J’étais assise dans une chambre d’hôtel à Kuala Lumpur quand j’ai reçu le message, c’était un lundi après-midi. Court mais bouleversant, il m’était envoyé par WhatsApp par Jumai : « Mon frère meurt vendredi. » Le frère de Jumai s’appelle Jabing, un Malaisien de 31 ans. Au cours de ces dernières semaines, moi et d’autres activistes anti-peine de mort avons été en contact permanent avec Jumai, nous avons pris son billet et celui de sa mère pour Singapour, et nous sommes allés les récupérer à l’aéroport. Chaque soir, nous nous sommes retrouvées pour faire le point et chercher des moyens de sortir son frère du couloir de la mort. Je me trouvais dans la capitale malaisienne dans l’espoir de pousser les groupes de défense des droits de l’homme et les politiciens locaux à agir pour leur compatriote – l’entreprise a connu un succès modéré. Jumai et sa mère venaient de passer sept années difficiles. Son frère, Jabing, a été arrêté en 2008 alors qu’il avait 24 ans, en raison de son implication dans un cambriolage ayant conduit à la mort d’un homme. Le père de Jumai est mort d’une attaque quelques mois plus tard – ce qu’elle attribue à l’anxiété chronique due à l’arrestation de son fils. Deux ans plus tard, Jabing a été reconnu coupable de meurtre et condamné à mort. Selon la loi singapourienne, quiconque est condamné pour meurtre doit le payer du prix de sa vie, sans espoir de bénéficier de circonstances atténuantes. Mais ce n’était pas la fin du grand huit émotionnel que vivait la famille de Jabing.

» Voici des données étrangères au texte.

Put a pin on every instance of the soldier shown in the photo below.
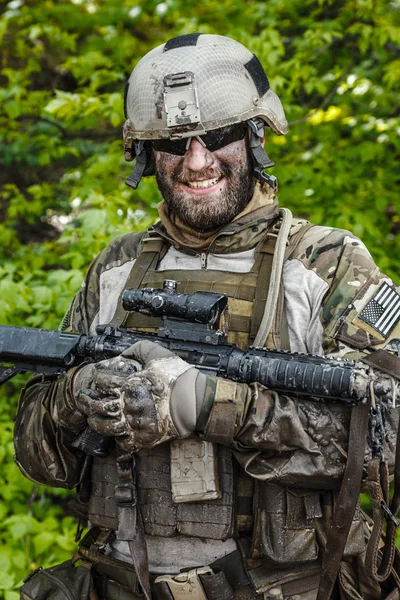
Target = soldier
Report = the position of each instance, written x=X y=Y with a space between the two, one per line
x=257 y=525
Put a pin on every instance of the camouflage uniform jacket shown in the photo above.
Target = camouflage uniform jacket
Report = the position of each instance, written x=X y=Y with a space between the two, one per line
x=331 y=285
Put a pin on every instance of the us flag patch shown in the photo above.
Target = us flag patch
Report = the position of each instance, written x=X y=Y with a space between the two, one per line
x=382 y=312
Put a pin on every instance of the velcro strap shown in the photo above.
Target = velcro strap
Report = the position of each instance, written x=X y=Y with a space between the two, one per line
x=221 y=424
x=385 y=361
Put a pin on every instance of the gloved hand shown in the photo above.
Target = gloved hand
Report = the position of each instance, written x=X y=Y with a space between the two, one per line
x=141 y=408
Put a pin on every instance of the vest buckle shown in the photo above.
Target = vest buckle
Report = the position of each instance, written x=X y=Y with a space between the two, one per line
x=125 y=494
x=183 y=586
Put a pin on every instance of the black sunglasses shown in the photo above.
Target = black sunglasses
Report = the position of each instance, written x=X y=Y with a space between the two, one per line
x=213 y=140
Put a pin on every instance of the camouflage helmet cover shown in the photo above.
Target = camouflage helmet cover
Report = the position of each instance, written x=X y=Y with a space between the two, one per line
x=195 y=83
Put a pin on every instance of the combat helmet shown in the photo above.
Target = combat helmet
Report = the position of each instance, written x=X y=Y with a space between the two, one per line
x=194 y=84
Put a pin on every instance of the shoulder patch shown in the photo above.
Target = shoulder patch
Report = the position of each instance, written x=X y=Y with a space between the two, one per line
x=382 y=312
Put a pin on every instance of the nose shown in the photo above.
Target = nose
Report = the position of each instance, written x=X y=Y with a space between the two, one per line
x=197 y=157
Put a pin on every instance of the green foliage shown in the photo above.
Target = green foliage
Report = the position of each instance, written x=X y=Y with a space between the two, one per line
x=64 y=63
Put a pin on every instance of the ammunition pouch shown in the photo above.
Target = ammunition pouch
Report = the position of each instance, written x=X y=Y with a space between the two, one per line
x=62 y=582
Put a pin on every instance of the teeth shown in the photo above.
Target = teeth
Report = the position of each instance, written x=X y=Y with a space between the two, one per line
x=202 y=184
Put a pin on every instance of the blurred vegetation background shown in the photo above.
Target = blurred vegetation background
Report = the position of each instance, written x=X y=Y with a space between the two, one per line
x=64 y=63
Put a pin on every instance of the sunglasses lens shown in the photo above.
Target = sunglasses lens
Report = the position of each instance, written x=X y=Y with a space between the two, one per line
x=218 y=138
x=213 y=140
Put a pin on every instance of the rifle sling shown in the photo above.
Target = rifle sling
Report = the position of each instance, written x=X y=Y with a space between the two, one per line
x=385 y=361
x=346 y=501
x=378 y=482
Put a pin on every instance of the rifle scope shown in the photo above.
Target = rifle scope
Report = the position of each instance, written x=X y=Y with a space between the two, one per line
x=200 y=307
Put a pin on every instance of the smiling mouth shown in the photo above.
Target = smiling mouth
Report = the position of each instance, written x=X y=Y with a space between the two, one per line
x=205 y=183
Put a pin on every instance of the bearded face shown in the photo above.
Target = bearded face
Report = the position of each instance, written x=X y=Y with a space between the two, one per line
x=206 y=190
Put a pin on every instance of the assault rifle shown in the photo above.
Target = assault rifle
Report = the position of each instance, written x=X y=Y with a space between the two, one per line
x=193 y=327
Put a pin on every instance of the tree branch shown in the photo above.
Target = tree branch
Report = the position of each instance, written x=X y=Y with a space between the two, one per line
x=327 y=98
x=88 y=134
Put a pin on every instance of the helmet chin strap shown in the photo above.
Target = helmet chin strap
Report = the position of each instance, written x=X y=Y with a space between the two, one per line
x=139 y=166
x=261 y=159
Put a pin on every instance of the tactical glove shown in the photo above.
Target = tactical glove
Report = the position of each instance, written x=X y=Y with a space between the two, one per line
x=141 y=408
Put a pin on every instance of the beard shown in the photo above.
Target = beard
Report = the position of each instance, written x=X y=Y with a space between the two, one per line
x=219 y=209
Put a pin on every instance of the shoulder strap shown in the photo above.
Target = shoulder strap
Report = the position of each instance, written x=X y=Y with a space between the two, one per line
x=278 y=245
x=346 y=502
x=153 y=246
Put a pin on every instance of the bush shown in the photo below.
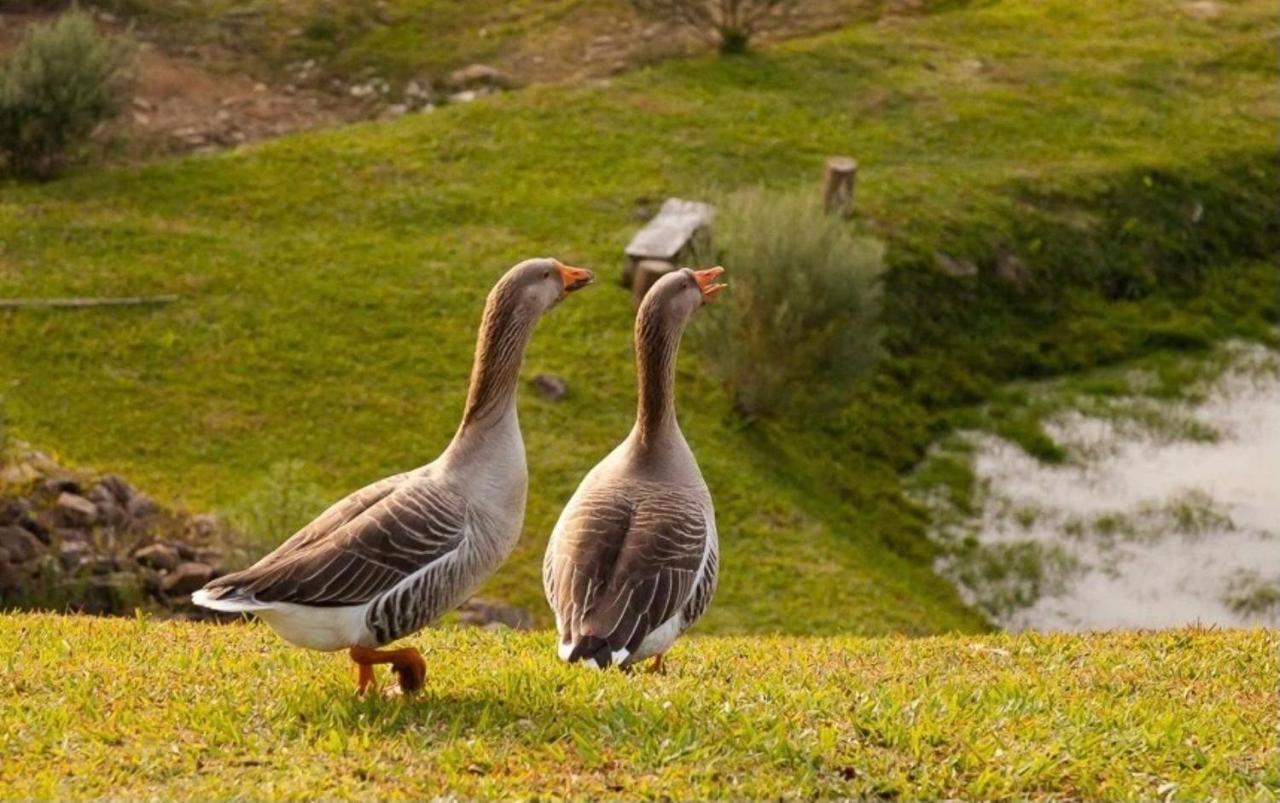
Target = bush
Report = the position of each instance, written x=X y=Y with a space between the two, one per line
x=58 y=85
x=800 y=314
x=728 y=23
x=282 y=505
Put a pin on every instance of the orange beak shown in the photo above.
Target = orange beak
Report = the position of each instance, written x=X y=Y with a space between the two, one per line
x=707 y=282
x=574 y=278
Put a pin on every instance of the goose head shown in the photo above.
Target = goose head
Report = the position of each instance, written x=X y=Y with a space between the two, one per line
x=675 y=297
x=536 y=284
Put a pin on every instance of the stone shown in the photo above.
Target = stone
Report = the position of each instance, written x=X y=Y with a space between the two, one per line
x=19 y=544
x=676 y=232
x=551 y=387
x=62 y=483
x=186 y=578
x=159 y=556
x=647 y=272
x=478 y=76
x=18 y=474
x=76 y=510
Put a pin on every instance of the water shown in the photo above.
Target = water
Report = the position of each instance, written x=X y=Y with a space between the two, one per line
x=1139 y=528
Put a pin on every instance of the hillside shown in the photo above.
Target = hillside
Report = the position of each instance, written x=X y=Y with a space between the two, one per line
x=332 y=281
x=137 y=708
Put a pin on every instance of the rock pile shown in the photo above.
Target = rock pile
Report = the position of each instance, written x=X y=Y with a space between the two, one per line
x=96 y=544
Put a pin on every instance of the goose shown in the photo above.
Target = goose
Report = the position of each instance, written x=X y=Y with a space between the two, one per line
x=387 y=560
x=632 y=560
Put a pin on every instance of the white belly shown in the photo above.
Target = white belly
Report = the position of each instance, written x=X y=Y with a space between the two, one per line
x=324 y=629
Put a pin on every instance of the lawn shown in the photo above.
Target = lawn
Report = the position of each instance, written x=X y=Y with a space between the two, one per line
x=330 y=282
x=172 y=710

En 2013, le gouvernement de Singapour a amendé la peine de mort obligatoire, permettant aux juges de choisir entre la mort et l’emprisonnement à vie avec bastonnade – un châtiment consistant à attacher le détenu et à le battre avec une canne en rotin – pour la plupart des cas d’homicides à l’exception des plus graves, ainsi que dans certains cas de trafics de drogue. Jabing était éligible pour une reconsidération de sa peine, et un juge de la Haute Cour a établi qu’il n’y avait pas de « preuve évidente » du fait qu’il s’était glissé derrière sa victime pour le frapper sur le crâne avec un bout de bois. La sentence à mort a été mise de côté, remplacée par une condamnation à vie accompagnée de 24 coups de canne. Le soulagement a été de courte durée. La partie civile a fait appel, et en janvier 2015 la cour d’appel – la plus haute instance singapourienne – a renvoyé Jabing dans le couloir de la mort à 3 contre 2. Bien que les deux juges opposés à cette décision arguaient que les preuves n’étaient pas suffisantes pour déterminer combien de fois Jabing avait frappé sa victime avec le morceau de bois, ou s’il était à l’origine des fractures du crâne ayant causé la mort de l’homme, les trois autres juges étaient convaincus que Jabing avait fait montre d’un « mépris éhonté de la vie humaine », d’une façon qui « avait scandalisé la communauté ». Par conséquent, il méritait de mourir.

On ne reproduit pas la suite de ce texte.